Als sie ihre Pferde um das Ranchgebäude herumführten, kam ihnen John entgegen. Der Rancher trug seinen rechten Arm immer noch in Gips. Bei einem Sturz vom Pferd hatte er sich vor einigen Wochen den Arm gebrochen. Der ehemals weiße Gips war inzwischen ziemlich schmutzig geworden, weil John einfach nicht untätig herumsitzen konnte. Irgendetwas gab es für ihn immer zu arbeiten. Da konnte seine Frau Ellie noch so schimpfen. Zum Glück würde der Gips morgen endlich abgenommen werden.

„Beeilt euch, Kinder!“, rief er gut gelaunt. „Mittagessen ist fertig.“

Nachdem Bibi und Tina Sättel und Zaumzeug in dem kleinen Holzschuppen verstaut hatten, ließen sie Zorro und Sally auf die Weide. Die Pferde der Browns waren das ganze Jahr über draußen, sie hatten noch nie einen Stall von innen gesehen.

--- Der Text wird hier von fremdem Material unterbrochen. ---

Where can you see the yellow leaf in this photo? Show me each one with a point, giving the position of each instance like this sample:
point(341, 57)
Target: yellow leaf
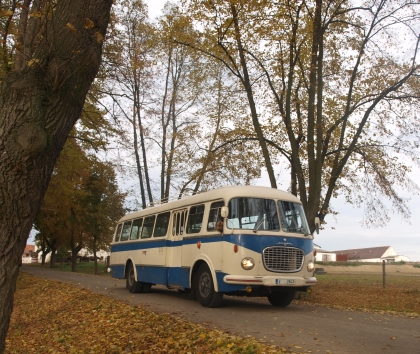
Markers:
point(71, 28)
point(33, 62)
point(99, 37)
point(36, 14)
point(6, 13)
point(89, 23)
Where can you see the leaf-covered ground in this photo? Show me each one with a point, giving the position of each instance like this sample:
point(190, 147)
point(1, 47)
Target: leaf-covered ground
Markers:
point(52, 317)
point(366, 292)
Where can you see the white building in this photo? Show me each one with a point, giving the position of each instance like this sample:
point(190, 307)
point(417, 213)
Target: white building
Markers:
point(373, 254)
point(324, 255)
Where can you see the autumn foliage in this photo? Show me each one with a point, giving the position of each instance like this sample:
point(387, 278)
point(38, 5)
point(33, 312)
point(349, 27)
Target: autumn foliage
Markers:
point(52, 317)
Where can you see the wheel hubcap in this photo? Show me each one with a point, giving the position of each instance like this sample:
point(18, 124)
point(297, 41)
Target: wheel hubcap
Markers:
point(131, 277)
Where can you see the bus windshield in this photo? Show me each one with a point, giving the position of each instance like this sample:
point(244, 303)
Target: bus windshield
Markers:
point(293, 217)
point(253, 213)
point(261, 214)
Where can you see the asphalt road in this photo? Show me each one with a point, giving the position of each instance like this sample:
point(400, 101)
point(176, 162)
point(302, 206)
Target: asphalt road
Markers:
point(319, 329)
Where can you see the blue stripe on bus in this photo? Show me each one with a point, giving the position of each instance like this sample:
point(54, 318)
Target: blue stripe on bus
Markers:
point(256, 243)
point(176, 276)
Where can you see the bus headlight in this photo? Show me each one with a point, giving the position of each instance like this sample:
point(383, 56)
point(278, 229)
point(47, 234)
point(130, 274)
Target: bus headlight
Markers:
point(310, 266)
point(247, 263)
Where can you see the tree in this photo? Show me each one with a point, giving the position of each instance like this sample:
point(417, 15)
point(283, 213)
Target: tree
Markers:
point(103, 206)
point(335, 90)
point(128, 78)
point(56, 54)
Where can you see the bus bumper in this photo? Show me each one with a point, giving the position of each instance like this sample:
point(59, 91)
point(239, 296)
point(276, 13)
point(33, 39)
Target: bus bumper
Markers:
point(269, 280)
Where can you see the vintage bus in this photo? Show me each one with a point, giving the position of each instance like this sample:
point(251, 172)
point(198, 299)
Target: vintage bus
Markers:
point(238, 240)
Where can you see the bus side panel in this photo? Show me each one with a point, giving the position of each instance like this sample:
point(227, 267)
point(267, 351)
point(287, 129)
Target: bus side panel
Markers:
point(205, 247)
point(151, 274)
point(118, 271)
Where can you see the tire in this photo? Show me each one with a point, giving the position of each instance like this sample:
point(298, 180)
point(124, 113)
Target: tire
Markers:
point(131, 284)
point(204, 287)
point(281, 299)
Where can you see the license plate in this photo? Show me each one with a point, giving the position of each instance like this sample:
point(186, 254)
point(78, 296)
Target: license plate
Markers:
point(285, 281)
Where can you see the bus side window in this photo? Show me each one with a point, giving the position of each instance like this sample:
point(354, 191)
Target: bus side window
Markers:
point(195, 219)
point(117, 233)
point(135, 229)
point(214, 215)
point(174, 221)
point(162, 223)
point(126, 231)
point(148, 224)
point(181, 230)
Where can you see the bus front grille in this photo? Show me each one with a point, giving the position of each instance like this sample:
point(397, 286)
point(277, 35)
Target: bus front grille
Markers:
point(283, 259)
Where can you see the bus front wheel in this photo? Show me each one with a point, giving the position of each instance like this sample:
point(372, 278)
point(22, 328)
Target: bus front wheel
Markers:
point(204, 287)
point(281, 299)
point(132, 285)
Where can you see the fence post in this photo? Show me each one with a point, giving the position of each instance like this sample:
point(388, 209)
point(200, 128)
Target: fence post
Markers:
point(383, 274)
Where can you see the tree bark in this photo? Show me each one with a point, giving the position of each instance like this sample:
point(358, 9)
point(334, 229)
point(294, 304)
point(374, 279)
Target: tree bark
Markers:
point(39, 104)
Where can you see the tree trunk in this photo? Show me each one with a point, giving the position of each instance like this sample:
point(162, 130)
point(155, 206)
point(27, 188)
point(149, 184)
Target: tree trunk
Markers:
point(246, 81)
point(53, 258)
point(39, 105)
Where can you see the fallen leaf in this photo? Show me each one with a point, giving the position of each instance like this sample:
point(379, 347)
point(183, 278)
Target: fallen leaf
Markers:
point(71, 28)
point(99, 37)
point(6, 13)
point(89, 23)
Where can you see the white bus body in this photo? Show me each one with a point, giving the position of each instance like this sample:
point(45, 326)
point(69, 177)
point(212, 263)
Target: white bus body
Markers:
point(239, 240)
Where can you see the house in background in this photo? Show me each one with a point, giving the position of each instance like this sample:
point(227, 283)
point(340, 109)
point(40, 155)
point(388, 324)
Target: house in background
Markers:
point(323, 255)
point(372, 254)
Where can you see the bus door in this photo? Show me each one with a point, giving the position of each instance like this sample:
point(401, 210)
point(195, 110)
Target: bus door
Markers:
point(174, 249)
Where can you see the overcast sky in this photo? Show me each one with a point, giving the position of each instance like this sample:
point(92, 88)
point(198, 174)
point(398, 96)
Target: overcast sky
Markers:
point(403, 236)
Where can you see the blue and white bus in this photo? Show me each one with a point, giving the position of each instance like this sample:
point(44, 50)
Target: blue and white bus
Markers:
point(238, 240)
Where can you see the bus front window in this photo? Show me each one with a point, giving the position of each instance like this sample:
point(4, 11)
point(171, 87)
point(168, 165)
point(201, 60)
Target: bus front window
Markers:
point(293, 218)
point(253, 214)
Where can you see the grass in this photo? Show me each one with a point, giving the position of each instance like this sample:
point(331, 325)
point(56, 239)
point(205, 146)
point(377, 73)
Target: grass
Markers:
point(82, 267)
point(52, 317)
point(366, 292)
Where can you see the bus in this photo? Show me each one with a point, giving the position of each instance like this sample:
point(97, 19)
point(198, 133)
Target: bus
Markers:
point(236, 240)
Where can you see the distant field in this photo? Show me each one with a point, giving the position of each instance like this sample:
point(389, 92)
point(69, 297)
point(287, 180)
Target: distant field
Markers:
point(82, 267)
point(356, 291)
point(366, 292)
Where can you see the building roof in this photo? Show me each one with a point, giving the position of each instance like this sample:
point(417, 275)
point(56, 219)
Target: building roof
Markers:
point(364, 253)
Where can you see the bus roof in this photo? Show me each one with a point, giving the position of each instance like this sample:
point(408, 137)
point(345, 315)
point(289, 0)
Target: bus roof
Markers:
point(225, 193)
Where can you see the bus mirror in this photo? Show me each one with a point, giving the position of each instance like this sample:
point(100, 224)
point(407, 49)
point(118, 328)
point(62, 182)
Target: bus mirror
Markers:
point(317, 223)
point(224, 212)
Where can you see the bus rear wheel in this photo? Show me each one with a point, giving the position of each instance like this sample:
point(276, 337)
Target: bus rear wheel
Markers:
point(204, 287)
point(281, 299)
point(131, 284)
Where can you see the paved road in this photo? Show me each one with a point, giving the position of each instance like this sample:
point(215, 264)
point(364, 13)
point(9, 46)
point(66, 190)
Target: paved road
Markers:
point(312, 328)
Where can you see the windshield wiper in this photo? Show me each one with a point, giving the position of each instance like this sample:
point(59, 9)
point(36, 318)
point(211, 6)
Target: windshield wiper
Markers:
point(258, 224)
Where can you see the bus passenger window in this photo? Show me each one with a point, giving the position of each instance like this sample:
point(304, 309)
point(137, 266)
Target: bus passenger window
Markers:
point(214, 215)
point(148, 224)
point(135, 229)
point(162, 222)
point(117, 234)
point(195, 219)
point(126, 231)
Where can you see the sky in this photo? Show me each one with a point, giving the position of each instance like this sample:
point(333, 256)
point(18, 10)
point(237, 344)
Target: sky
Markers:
point(344, 231)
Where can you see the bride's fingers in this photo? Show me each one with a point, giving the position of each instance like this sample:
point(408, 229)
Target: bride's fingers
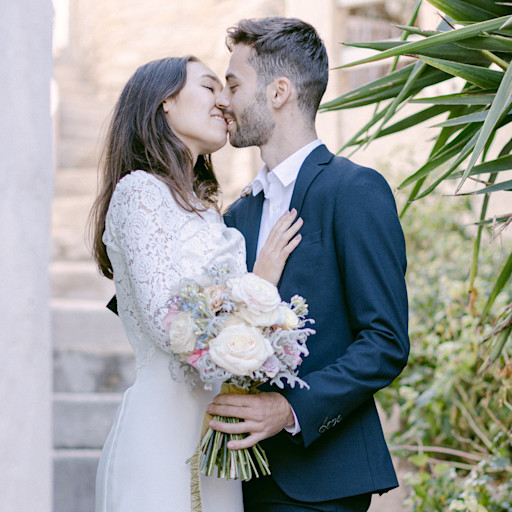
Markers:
point(283, 232)
point(283, 223)
point(291, 246)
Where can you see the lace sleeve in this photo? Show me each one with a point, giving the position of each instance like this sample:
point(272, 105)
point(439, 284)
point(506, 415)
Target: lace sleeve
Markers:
point(145, 223)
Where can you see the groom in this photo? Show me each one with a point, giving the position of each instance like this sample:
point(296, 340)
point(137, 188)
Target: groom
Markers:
point(325, 445)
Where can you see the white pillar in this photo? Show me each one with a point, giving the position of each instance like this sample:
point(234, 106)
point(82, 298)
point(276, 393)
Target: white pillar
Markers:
point(26, 189)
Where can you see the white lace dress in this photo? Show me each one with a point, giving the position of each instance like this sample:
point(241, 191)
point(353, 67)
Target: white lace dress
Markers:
point(153, 243)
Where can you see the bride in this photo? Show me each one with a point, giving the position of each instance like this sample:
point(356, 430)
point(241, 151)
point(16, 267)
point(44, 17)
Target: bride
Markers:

Als Bibi und Tina die Stufen der Veranda hochstiegen, blieb Tina wie angewurzelt stehen. Sie blickte unverwandt auf den Briefkasten neben der Haustür: Es war eine typisch amerikanische Mailbox mit einem roten Fähnchen, das jetzt nach oben zeigte. Das bedeutete: Der Postbote war da gewesen und hatte Post gebracht!

„Alex! Er hat mir geschrieben“, rief Tina überglücklich. Sie öffnete sofort den Briefkasten und griff hinein. Als ihre Hand wieder zum Vorschein kam, hielt sie eine Postkarte zwischen den Fingern.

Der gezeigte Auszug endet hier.